= CEMP star =

Chemically peculiar stars

Carbon-enhanced metal-poor stars, usually referred to as CEMP stars, are a class of chemically peculiar star. CEMP stars have [C/Fe] > +1, which means compared to the Sun these stars have carbon enhanced at least ten times more than iron, and [Fe/H] < −1, meaning that iron is less than a tenth that in the Sun.

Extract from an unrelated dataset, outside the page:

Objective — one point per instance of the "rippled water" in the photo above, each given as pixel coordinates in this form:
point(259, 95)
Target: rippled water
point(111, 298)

These are further categorized by whether r-process or s-process elements are enhanced. CEMP-no stars have no enhancement. Some of these are the earliest formed in the Milky Way. The others are termed CEMP-r, CEMP-s, or CEMP-r/s. Metal-poor stars are more likely to be CEMP stars, and once [Fe/H] < −5.0, then all the stars are CEMP stars.

==Subdivisions==
CEMP-r stars have [Eu/Fe] > +1 and [Ba/Eu] < 0.

CEMP-s stars have [Ba/Fe] > +1 and [Ba/Eu] > +0.5 80% of CEMP stars fall into this category.

CEMP-r/s stars have [Ba/Eu] between 0 and +0.5 so they are under the level for CEMP-s stars.

CEMP-no stars have [Ba/Fe] < 0. About 20% of CEMP stars fall into this category.